4 juillet 2018 upsa-agvs.ch – L’Office pour les déchets, les eaux, l'énergie et l'air du canton de Zurich a évalué les émissions de particules de 1090 véhicules diesel lors de leur CVM. Les mesures ont révélé que près de dix pour cent des véhicules jugés particulièrement pertinents, soit ceux répondant à la norme d’émission Euro 5a, roulent avec un filtre à particules défectueux. Cette découverte augmente la pression sur la réintroduction d’un contrôle obligatoire des gaz d’échappement.
 
kro. Pas de répit pour le diesel. Alors que l’on apprenait la semaine dernière en Allemagne que le nombre d’immatriculations et de ventes augmente à nouveau pour la première fois depuis des mois, la nouvelle tombe en Suisse : les experts de l’Office pour les déchets, les eaux, l'énergie et l'air (Awel) ont constaté que dix pour cent des véhicules diesel équipés d’un filtre à particules, répondant à la norme d’émission Euro 5a et immatriculés en 2011 ont un filtre qui ne fonctionne pas. Détail curieux : l’OBD n’a pas signalé ce défaut.
 
Dans le cadre de son enquête, l’Awel a évalué 1090 véhicules diesel au total. C'est le groupe de véhicules mentionnés ci-dessus, soit ceux répondant à la norme d’émission Euro 5a et immatriculés pour la première fois en 2011 qui a été choisi pour la représentation statistique. Ce groupe comprenait 159 véhicules, parmi lesquels 16 ont affiché un filtre à particules défectueux. Dans toute la Suisse, ce sont environ 600 000 véhicules qui sont enregistrés sous cette norme.
 
Mille fois plus de particules
Chaque voiture possédant un filtre défectueux est une voiture de trop. Surtout lorsque l’on sait que, d'après les spécialistes, un seul véhicule possédant un filtre complètement défectueux peut émettre autant de particules que mille véhicules avec un filtre en parfait état. Les résultats du test apportent de l’eau au moulin de Tiana Moser. 

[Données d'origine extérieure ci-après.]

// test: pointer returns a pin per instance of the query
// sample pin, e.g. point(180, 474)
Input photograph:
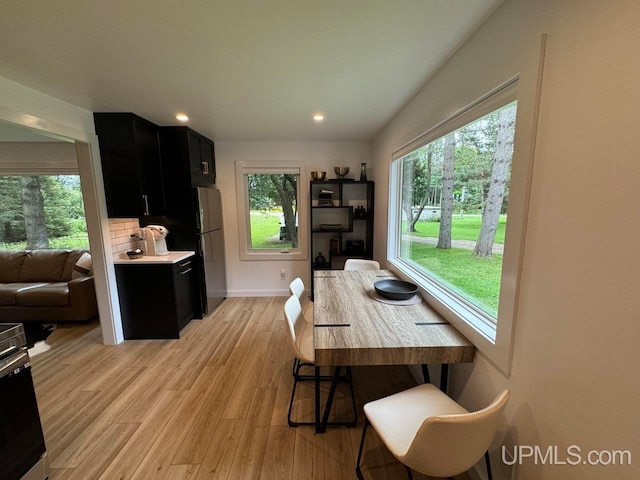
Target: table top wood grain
point(352, 328)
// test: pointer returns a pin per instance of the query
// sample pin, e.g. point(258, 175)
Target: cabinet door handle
point(146, 204)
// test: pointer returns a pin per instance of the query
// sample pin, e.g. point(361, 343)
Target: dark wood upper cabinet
point(184, 146)
point(131, 165)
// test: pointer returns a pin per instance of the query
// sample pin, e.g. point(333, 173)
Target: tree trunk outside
point(408, 170)
point(287, 191)
point(498, 183)
point(446, 205)
point(33, 209)
point(423, 202)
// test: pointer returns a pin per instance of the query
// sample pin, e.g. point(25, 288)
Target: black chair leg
point(364, 433)
point(487, 460)
point(353, 397)
point(293, 394)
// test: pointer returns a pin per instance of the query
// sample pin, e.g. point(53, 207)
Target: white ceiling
point(241, 69)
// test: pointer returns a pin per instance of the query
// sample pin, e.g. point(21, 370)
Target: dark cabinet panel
point(156, 301)
point(341, 222)
point(131, 166)
point(190, 152)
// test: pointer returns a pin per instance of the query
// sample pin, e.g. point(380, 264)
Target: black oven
point(22, 448)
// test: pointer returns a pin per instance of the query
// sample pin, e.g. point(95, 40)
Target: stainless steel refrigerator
point(210, 246)
point(195, 223)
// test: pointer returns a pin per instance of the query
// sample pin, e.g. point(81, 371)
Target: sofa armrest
point(82, 296)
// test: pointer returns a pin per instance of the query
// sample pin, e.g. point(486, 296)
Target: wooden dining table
point(352, 327)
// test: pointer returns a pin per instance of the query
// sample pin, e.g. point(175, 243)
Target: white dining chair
point(297, 288)
point(430, 433)
point(358, 264)
point(300, 335)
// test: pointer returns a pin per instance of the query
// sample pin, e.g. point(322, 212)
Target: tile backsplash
point(121, 230)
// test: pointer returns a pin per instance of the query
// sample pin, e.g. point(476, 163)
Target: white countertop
point(173, 257)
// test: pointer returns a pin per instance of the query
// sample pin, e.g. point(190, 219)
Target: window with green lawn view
point(273, 210)
point(454, 198)
point(42, 211)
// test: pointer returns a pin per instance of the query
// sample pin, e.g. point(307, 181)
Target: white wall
point(574, 377)
point(256, 278)
point(25, 107)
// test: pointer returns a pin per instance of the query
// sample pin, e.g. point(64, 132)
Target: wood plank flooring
point(211, 405)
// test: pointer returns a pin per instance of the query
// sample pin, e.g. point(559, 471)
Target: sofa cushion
point(9, 291)
point(44, 266)
point(74, 256)
point(10, 265)
point(83, 267)
point(50, 295)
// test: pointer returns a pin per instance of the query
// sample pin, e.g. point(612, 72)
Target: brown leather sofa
point(40, 285)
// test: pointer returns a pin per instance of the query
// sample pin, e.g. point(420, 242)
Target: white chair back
point(447, 445)
point(297, 288)
point(357, 264)
point(296, 323)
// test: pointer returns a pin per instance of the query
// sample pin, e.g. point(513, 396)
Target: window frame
point(244, 168)
point(494, 338)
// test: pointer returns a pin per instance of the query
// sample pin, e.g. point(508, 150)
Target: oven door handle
point(7, 350)
point(17, 361)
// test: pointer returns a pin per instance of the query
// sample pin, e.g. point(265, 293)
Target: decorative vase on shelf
point(363, 172)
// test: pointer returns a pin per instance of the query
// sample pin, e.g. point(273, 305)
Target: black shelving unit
point(342, 225)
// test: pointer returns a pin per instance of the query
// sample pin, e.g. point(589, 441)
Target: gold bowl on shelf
point(341, 171)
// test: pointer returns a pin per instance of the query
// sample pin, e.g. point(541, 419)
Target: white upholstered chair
point(358, 264)
point(300, 335)
point(432, 434)
point(296, 287)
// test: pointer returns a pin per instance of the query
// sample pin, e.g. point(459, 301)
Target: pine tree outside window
point(449, 208)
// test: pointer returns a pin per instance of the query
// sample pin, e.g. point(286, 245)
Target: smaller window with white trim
point(271, 200)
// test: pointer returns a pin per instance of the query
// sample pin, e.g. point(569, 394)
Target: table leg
point(444, 377)
point(327, 407)
point(425, 373)
point(317, 395)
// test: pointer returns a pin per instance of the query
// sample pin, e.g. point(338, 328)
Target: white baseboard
point(258, 293)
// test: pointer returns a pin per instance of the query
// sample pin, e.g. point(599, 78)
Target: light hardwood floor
point(211, 405)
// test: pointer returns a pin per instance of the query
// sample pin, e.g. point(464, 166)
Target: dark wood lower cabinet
point(156, 300)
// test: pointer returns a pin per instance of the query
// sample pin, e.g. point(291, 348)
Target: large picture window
point(270, 197)
point(42, 211)
point(451, 190)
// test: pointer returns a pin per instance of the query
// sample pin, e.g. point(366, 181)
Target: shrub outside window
point(270, 195)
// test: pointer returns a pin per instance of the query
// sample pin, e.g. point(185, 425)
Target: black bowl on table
point(395, 289)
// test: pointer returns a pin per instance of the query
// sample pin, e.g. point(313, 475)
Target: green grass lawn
point(465, 228)
point(76, 242)
point(265, 231)
point(477, 279)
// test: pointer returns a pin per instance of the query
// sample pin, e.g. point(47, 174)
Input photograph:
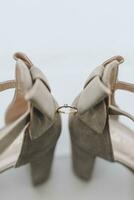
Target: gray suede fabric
point(33, 95)
point(89, 127)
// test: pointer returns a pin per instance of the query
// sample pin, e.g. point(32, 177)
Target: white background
point(67, 39)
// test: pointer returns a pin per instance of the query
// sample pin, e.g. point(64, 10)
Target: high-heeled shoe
point(95, 129)
point(32, 124)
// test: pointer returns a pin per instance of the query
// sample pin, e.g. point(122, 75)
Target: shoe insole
point(123, 143)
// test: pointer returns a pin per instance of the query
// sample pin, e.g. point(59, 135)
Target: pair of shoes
point(33, 122)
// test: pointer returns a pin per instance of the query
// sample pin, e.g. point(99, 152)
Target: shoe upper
point(32, 110)
point(89, 127)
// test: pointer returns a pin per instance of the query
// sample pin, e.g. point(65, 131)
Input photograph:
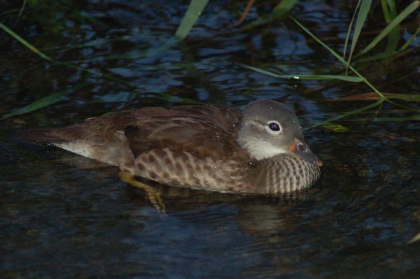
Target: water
point(65, 216)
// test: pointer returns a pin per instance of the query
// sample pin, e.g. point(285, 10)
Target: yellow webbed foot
point(152, 193)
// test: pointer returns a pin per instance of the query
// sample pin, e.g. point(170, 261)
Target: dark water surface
point(62, 216)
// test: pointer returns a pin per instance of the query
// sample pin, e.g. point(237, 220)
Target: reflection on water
point(67, 216)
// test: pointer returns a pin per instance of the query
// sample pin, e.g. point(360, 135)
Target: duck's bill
point(300, 149)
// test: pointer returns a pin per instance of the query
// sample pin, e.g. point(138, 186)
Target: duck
point(260, 150)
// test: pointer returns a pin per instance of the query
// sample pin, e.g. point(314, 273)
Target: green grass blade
point(305, 77)
point(349, 29)
point(284, 7)
point(193, 13)
point(361, 19)
point(393, 24)
point(46, 101)
point(24, 42)
point(377, 103)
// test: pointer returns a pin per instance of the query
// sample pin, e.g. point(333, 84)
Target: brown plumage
point(208, 147)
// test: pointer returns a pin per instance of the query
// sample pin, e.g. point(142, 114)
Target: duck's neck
point(283, 173)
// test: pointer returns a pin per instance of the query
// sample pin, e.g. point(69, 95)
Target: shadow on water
point(67, 216)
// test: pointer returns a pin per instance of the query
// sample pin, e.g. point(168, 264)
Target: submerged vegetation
point(387, 46)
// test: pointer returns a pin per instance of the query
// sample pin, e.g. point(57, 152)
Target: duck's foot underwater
point(152, 193)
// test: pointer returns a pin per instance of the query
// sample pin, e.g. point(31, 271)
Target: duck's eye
point(302, 147)
point(274, 127)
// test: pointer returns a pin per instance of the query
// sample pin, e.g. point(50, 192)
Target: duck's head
point(270, 128)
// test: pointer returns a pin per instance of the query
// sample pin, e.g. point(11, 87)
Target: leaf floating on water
point(414, 239)
point(335, 127)
point(372, 96)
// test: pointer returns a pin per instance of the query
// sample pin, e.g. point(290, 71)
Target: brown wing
point(202, 130)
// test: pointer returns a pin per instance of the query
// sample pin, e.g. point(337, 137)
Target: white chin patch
point(262, 150)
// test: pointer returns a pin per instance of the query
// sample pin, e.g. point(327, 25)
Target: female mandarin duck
point(260, 151)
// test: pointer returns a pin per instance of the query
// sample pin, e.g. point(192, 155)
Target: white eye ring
point(274, 127)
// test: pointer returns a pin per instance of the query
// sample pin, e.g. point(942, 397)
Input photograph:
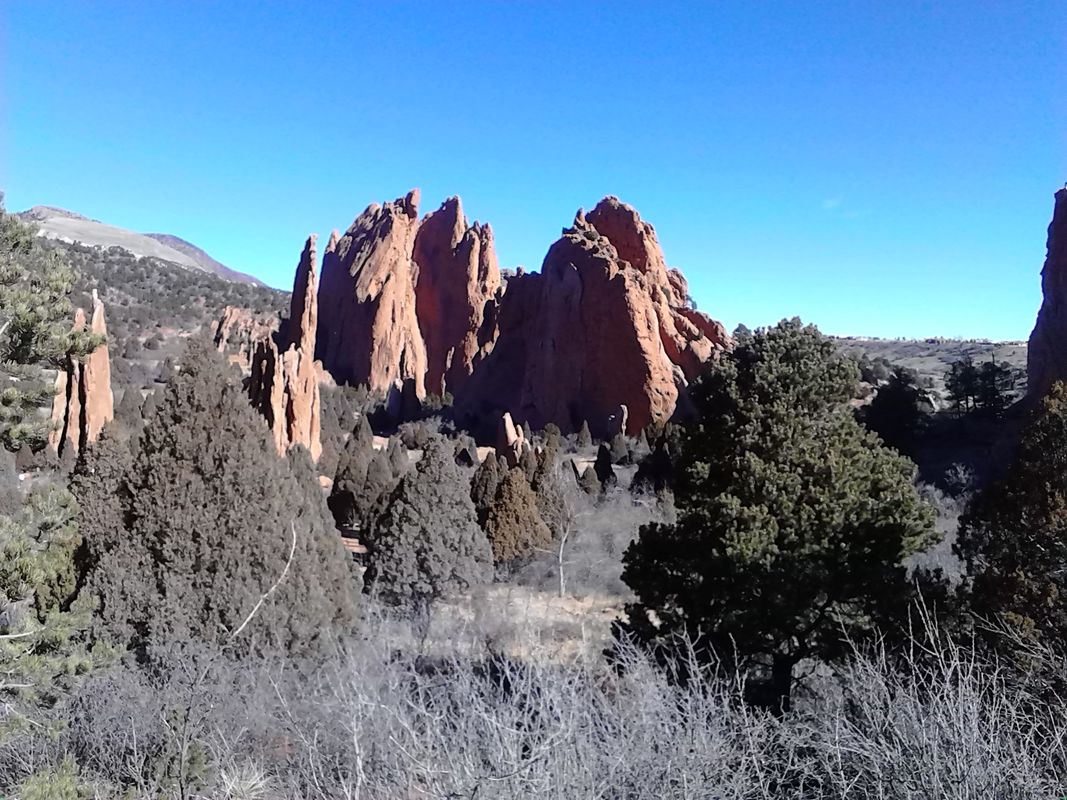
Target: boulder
point(458, 278)
point(1047, 354)
point(284, 386)
point(83, 402)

En effet, l’année dernière, la conseillère nationale vert’libérale a déposé une motion qui demande la réintroduction d’un contrôle obligatoire des gaz d’échappement. L’intervention est pendante au Parlement, mais le Conseil fédéral a déjà exprimé son désaccord. Au sein de la branche automobile, les opinions sont partagées : alors qu’auto-suisse, l’association des importateurs automobiles, suit la ligne du Conseil fédéral, l’Union professionnelle suisse de l’automobile (UPSA) salue la motion. Par son soutien, l’UPSA entend aussi protéger la réputation de l’ensemble de la branche automobile.

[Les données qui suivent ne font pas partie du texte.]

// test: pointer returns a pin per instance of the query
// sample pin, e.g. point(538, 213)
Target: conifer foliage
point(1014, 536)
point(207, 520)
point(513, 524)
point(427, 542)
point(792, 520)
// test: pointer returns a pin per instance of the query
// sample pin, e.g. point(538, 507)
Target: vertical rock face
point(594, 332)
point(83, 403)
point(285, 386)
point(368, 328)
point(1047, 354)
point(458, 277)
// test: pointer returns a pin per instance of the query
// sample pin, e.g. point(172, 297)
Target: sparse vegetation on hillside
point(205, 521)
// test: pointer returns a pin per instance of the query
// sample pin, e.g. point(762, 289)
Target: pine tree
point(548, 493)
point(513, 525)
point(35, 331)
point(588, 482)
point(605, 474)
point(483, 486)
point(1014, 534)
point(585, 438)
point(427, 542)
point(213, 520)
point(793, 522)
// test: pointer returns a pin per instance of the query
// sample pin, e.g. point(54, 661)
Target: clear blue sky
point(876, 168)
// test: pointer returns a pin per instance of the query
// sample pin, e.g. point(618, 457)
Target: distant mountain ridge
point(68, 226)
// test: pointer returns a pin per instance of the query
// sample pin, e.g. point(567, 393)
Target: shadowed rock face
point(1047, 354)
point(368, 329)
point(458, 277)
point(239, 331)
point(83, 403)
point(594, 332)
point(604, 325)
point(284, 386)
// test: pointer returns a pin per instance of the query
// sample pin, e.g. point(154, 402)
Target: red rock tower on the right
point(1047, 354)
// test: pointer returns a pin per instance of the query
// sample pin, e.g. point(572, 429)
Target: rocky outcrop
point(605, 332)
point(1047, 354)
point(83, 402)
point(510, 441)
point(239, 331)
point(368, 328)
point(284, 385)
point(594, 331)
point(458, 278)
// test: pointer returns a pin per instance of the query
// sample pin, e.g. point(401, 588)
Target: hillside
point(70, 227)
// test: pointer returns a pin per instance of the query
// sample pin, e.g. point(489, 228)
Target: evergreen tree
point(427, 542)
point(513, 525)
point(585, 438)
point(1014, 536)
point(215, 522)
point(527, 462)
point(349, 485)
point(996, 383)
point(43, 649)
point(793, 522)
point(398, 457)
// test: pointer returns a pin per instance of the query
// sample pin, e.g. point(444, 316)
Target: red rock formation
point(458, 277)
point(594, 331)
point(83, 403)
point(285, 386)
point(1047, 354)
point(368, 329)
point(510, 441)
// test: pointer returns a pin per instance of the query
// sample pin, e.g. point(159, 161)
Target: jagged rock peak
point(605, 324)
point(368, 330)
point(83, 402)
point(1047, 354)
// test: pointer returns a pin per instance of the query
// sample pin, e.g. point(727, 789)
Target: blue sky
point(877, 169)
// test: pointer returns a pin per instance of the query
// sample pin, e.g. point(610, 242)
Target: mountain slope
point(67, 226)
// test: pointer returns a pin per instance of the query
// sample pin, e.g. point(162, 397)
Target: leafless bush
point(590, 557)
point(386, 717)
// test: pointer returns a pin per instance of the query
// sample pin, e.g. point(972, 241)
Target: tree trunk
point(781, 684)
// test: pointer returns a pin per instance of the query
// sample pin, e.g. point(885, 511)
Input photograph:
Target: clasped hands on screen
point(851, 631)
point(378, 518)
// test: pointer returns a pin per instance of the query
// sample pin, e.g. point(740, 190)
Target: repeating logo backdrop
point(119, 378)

Le garagiste peut tirer les premières conclusions
Pour contrôler le filtre à particules diesel des voitures de tourisme, les garagistes de l’UPSA disposent en premier lieu d’appareils de diagnostic avec lesquels ils peuvent mesurer les signaux des capteurs de pression et de température émis à l’entrée et à la sortie du filtre à particules. Ces informations permettent de tirer les premières conclusions relatives à l’état du filtre à particules.

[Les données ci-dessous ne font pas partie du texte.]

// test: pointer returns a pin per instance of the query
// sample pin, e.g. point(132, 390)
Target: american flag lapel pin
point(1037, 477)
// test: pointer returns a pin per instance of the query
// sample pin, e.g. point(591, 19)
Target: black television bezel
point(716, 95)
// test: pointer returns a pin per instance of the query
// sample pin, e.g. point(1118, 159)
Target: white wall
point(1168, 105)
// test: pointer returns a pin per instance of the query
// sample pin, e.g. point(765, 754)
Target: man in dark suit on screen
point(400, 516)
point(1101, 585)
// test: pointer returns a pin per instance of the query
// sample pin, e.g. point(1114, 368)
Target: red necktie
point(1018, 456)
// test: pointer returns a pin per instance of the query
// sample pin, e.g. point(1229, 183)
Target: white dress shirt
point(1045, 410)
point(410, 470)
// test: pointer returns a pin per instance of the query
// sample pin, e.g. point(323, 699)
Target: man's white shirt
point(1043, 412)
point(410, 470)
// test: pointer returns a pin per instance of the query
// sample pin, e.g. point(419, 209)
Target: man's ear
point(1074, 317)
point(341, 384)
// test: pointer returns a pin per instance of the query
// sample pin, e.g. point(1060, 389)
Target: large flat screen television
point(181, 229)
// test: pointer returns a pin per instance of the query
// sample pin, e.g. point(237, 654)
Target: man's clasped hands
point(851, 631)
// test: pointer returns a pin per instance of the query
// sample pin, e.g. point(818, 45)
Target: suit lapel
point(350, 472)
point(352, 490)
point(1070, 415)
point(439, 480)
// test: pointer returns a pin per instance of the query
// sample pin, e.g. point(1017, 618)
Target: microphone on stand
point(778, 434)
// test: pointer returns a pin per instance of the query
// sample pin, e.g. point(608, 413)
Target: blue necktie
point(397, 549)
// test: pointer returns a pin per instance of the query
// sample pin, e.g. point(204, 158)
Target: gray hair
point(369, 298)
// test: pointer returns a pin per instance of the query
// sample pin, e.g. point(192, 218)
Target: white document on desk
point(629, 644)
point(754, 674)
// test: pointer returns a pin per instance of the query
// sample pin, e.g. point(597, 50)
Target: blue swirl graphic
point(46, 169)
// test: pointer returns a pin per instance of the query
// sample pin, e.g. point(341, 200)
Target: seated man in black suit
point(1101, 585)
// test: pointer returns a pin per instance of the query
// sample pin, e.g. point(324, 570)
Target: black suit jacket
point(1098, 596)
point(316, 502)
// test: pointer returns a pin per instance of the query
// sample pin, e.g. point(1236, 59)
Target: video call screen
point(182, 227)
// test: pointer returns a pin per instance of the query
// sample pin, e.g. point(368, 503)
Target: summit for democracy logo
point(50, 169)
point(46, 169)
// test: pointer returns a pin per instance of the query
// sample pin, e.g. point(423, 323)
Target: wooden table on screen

« Pour pouvoir définir le degré de propreté et donc la quantité de particules fines émises au niveau de l’échappement, il faudrait d’autres appareils de mesure », explique Markus Peter, responsable Technique et Environnement à l’UPSA. En cas d’acceptation de la motion de Tiana Moser et de l’introduction d’un entretien obligatoire du système antipollution, il faudrait définir des méthodes de mesure appropriées et les exigences concernant ces appareils de mesure.